Adaptive Feature Classifier Properties window

This classifier is used throughout your project wherever content classification is enabled.

You can configure the Adaptive Feature Classifier properties with this window.

You need to retrain the project before any changes made to these settings can take affect.

Text Filtering

This group has the following settings:

Use digits

This setting controls whether the classifier uses digits as features or ignores them during text filtering. (Default: Cleared)

Min. word length

All words that are shorter than this value are ignored during text filtering. Independently of word length, features with a very low or high frequency are also not taken into account. (Default: 3)

Training

This group has the following settings:

Max. number of features

Limits the maximum number of internally generated features per class. (Default: 5000)

Min. feature length

Specifies the minimum number of characters that should be used for a feature. This value cannot be smaller than the Min. word length. (Default: 3)

Max. feature length

Specifies the maximum number of characters that are used for a feature. Should not be larger than 64 characters. (Default: 50)
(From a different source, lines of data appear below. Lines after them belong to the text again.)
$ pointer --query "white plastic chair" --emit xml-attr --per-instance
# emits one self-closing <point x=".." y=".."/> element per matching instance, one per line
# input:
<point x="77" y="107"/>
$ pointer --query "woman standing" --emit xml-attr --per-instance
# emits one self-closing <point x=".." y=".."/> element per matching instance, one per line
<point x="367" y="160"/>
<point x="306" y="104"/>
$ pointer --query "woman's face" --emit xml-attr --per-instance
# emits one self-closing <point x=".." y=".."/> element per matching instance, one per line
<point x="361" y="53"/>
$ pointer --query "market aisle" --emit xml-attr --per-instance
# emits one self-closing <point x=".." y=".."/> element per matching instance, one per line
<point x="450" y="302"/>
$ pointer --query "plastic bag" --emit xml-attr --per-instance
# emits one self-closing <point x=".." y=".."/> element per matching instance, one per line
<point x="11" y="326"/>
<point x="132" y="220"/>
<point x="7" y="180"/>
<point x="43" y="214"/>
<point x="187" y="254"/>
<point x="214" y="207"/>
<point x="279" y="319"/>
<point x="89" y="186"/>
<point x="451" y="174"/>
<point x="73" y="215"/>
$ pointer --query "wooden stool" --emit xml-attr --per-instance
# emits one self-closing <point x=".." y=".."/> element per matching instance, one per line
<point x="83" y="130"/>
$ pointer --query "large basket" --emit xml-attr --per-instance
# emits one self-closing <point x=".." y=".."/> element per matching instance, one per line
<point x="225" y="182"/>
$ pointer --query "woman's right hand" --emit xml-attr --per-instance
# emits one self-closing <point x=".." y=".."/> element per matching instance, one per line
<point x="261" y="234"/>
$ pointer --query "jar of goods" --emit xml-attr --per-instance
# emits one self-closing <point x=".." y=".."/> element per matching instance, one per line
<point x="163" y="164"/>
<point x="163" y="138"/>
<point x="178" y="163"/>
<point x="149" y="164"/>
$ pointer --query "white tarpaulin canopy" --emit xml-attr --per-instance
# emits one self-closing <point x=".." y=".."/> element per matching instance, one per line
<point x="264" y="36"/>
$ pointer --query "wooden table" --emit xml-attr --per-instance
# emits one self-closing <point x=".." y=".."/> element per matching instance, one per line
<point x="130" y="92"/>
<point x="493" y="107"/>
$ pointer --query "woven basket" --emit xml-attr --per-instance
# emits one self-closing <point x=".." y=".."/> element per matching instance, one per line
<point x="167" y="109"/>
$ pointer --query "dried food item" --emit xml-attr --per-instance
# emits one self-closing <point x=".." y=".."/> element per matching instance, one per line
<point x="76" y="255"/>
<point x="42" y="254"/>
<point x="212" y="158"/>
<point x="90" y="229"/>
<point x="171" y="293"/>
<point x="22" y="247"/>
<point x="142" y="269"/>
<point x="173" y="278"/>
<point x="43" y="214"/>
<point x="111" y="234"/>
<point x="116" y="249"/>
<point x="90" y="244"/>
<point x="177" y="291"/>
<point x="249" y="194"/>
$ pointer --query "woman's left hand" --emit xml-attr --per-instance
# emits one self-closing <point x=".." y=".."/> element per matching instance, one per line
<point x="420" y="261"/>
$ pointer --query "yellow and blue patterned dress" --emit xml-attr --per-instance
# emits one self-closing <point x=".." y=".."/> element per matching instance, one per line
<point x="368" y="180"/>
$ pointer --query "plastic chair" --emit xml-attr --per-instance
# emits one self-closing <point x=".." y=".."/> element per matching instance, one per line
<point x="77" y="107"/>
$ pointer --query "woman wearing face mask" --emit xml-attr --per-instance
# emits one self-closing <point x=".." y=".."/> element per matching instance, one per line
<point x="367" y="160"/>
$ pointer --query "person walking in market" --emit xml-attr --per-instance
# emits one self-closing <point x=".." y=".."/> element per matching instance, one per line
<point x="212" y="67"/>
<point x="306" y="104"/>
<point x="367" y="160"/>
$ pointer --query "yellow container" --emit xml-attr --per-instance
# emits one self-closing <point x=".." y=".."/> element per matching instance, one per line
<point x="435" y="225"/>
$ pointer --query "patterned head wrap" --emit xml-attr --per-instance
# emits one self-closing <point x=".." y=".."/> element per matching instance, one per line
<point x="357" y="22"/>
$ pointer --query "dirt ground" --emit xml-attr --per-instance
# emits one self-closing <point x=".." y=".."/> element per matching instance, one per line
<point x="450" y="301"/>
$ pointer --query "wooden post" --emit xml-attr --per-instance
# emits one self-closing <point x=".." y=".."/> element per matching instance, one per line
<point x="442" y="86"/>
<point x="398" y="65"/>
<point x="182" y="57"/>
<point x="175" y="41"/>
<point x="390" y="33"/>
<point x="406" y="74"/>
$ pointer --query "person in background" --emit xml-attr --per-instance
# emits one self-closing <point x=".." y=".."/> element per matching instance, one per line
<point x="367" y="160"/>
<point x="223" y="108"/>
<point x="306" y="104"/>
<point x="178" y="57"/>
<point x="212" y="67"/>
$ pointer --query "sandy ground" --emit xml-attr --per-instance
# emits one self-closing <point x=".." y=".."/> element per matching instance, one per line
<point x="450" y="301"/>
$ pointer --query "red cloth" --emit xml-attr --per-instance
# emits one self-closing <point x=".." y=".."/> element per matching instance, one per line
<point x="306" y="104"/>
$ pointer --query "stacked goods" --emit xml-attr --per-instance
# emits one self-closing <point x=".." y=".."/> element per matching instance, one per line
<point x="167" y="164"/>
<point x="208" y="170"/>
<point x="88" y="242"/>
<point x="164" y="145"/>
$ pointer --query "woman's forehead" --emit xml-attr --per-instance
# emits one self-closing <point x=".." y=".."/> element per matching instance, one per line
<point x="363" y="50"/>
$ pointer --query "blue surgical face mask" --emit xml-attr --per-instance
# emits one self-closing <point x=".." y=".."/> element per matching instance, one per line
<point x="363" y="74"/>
Automatic selection of Min. feature frequency

Enables the Min. feature frequency to be set automatically. If this setting is selected, you cannot manually assign a Min. feature frequency value. (Default: Cleared)

Min. feature frequency

Specifies how often a substring is displayed inside the training set of a class to be used as a feature for content classification. (Default: 2)

Start features at beginning of words

Specifies that a feature substring needs to start at the beginning of a word. If not checked, the substring can start anywhere. (Default: Selected)

Max. words per feature (0-n)

Limits the number of words per feature. A value of zero means unlimited words, although the total number of characters of the words per feature cannot exceed the "Max. feature length" property. (Default: 2)

Use fuzzy string match

Enables matching fuzziness with the disadvantage of slower classification performance. (Default: Cleared)

Fuzzy length (5-10)

Configures the fuzzy string comparison. (Default: 5)

Automatic selection of Min. class entropy

Enables the Min. class entropy to be set automatically. If this setting is selected, you cannot manually assigned a Min. class entropy value. (Default: Cleared)

Min. class entropy (0.0 - 1.0)

Controls the importance of a feature, depending on the number of classes where it is displayed. A value of 1.0 requires that a feature is displayed only inside the sample documents of a single class; otherwise, it is not used for classification. The lower the value, the more classes can contain the feature inside the training set. (Default: 0.600)

Definitions for the buttons at the bottom of this window can be found in Common Transformation Designer Buttons.